There's nothing magic in families, though the fewer utilitarian reasons they have to exist, the more we spread greeting card myths like, They're the people that have to love you, no matter what. Families always have your back, just because. We ignore just how bad this latest incarnation of family is for kids who are lowest in the pecking order, in some ways less valuable than when they were at least weeding corn or working in sweatshops.

In every extended family there's the troubled mother who is allowed to torture her children in silence because it's too much effort to get involved. Or maybe it's the nephew who goes off in corners with little girls or little boys while the others turn a blind eye to avoid the scandal and damage to the sacred family name. Queer kids are bullied by their own parents, and siblings, isolated with no recourse.

And yet, even we queers still adore The Family. Long for one. Sometimes spend years in therapy to recast the narrative, instead of shrugging and abandoning it entirely, and aiming for something more radical than the pathetic Focus on the Family. I've never understood why Christian fundamentalists are so obsessed with preserving this particular institution when Jesus was one of the biggest anti-family figures in history.

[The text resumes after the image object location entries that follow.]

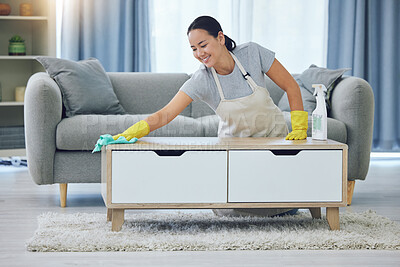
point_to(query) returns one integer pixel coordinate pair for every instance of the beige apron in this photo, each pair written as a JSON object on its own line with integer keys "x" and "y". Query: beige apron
{"x": 254, "y": 115}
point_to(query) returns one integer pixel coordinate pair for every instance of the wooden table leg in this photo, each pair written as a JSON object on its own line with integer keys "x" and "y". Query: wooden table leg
{"x": 117, "y": 219}
{"x": 315, "y": 213}
{"x": 332, "y": 216}
{"x": 109, "y": 215}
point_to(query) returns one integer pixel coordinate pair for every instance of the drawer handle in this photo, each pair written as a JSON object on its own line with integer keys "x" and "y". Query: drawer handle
{"x": 285, "y": 152}
{"x": 169, "y": 153}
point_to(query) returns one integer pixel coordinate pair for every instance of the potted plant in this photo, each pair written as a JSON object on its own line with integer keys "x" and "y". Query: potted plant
{"x": 17, "y": 46}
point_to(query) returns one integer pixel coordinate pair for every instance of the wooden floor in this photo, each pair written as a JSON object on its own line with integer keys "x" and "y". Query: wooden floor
{"x": 21, "y": 201}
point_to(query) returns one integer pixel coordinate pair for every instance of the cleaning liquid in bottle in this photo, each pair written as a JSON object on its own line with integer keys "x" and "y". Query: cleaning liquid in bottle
{"x": 319, "y": 115}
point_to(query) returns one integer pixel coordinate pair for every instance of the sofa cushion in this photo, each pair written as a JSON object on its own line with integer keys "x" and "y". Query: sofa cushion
{"x": 85, "y": 86}
{"x": 146, "y": 93}
{"x": 81, "y": 132}
{"x": 313, "y": 75}
{"x": 336, "y": 129}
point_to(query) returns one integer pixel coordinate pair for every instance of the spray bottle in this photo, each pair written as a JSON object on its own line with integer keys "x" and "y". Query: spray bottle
{"x": 319, "y": 115}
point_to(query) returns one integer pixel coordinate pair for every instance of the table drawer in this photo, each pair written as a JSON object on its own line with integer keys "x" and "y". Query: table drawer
{"x": 169, "y": 176}
{"x": 301, "y": 176}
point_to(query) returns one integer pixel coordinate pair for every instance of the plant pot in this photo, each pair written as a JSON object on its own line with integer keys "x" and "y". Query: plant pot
{"x": 16, "y": 49}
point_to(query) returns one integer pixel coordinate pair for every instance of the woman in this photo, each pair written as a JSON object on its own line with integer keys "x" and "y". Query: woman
{"x": 229, "y": 80}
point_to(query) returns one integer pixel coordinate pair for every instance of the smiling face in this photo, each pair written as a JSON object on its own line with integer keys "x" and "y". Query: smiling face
{"x": 206, "y": 48}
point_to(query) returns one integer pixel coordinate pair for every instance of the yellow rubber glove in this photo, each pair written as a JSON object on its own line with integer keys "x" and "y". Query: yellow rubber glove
{"x": 137, "y": 130}
{"x": 299, "y": 125}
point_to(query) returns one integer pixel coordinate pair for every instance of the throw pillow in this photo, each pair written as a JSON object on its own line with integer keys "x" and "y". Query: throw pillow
{"x": 85, "y": 86}
{"x": 314, "y": 75}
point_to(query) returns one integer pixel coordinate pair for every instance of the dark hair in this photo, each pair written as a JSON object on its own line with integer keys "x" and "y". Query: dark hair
{"x": 213, "y": 27}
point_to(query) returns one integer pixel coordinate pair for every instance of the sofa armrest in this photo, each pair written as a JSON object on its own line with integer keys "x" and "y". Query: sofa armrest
{"x": 353, "y": 103}
{"x": 42, "y": 113}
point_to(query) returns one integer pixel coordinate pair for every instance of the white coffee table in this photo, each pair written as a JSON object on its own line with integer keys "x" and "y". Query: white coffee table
{"x": 213, "y": 173}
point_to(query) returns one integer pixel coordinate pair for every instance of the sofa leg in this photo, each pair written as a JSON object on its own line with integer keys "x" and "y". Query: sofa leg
{"x": 350, "y": 191}
{"x": 63, "y": 195}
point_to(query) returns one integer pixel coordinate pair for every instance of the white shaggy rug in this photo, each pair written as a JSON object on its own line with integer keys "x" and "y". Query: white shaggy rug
{"x": 205, "y": 231}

I was reminded of this by Ta-Nehisi Coates who's been up to no good lately, reading the bible, and posting New Testament passages in his blog:

"For I am come to set a man at variance against his father, and the daughter against her mother, and the daughter in law against her mother in law. And a man's foes shall be they of his own household. He that loveth father or mother more than me is not worthy of me: and he that loveth son or daughter more than me is not worthy of me. And he that taketh not his cross, and followeth after me, is not worthy of me..."

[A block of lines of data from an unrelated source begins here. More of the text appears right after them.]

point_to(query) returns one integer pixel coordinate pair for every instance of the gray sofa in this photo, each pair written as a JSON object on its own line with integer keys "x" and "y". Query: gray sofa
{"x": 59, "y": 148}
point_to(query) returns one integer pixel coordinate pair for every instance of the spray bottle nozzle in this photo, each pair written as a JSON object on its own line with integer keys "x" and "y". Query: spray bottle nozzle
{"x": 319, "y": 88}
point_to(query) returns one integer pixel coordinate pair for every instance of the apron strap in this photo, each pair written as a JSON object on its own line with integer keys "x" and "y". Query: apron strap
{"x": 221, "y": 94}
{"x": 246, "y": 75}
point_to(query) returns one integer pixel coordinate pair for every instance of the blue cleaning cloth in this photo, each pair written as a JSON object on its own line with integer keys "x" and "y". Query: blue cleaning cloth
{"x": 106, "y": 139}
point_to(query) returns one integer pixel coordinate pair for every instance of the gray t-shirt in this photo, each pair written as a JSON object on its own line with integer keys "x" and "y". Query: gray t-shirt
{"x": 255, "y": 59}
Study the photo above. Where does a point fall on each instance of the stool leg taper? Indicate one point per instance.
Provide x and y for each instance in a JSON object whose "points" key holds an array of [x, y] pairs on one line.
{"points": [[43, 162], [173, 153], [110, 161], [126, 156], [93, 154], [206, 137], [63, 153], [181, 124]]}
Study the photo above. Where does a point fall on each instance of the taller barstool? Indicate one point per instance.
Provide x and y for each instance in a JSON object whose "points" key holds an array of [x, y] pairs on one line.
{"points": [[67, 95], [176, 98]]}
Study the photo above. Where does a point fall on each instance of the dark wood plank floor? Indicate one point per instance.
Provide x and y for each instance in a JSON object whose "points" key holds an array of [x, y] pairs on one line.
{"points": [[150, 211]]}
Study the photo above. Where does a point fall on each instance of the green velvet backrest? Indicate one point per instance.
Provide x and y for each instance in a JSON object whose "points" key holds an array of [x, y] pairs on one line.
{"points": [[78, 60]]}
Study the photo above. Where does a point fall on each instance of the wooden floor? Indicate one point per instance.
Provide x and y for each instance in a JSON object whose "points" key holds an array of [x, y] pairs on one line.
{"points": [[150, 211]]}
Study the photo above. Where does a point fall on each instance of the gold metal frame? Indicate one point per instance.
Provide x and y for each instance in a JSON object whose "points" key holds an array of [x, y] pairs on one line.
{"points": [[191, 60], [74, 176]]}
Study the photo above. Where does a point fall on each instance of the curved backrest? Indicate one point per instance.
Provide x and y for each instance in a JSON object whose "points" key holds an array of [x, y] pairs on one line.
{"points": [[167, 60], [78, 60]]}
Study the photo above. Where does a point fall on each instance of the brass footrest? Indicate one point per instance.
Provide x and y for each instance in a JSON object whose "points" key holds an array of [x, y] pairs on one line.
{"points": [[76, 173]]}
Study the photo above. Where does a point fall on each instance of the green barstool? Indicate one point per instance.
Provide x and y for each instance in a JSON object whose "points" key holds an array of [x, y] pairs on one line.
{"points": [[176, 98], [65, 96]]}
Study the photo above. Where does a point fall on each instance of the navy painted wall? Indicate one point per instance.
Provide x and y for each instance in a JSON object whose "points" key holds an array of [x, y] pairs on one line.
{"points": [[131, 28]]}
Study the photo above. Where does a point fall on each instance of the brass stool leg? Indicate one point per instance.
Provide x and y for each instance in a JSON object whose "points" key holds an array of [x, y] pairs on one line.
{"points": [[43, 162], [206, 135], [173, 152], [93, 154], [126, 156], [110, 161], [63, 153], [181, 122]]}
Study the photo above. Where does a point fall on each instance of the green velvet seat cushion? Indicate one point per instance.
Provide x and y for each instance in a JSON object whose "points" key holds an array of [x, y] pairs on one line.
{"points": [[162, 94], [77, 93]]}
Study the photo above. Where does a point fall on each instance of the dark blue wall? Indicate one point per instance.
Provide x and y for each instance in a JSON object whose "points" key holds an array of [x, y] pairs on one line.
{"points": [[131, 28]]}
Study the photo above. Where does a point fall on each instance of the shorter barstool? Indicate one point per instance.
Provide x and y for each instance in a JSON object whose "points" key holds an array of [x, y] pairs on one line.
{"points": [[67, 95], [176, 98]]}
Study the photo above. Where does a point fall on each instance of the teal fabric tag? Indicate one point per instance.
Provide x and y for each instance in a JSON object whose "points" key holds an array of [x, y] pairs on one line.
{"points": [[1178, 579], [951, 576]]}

My favorite, though, would be the passage when a recruiting Jesus told one guy to skip his father's funeral and follow him. "Let the dead bury the dead." I remember as a kid being shocked and excited when I read that text. How it gave permission to crawl out of the trap and walk away. No backward glances.

It saved me even when I gave up the idea of leaving my family behind to become a missionary, and instead hopped on the Greyhound with the idea I could embrace the larger world, be a poet, and later become a dyke activist. For me, now, these passages are still a radical call to community and citizenship, demanding we open our eyes to the world beyond the one we were first born into or even chose.

To redeem that word, family, we have to do more than add the words gay or lesbian, but knock down walls to expand it, until it includes us all.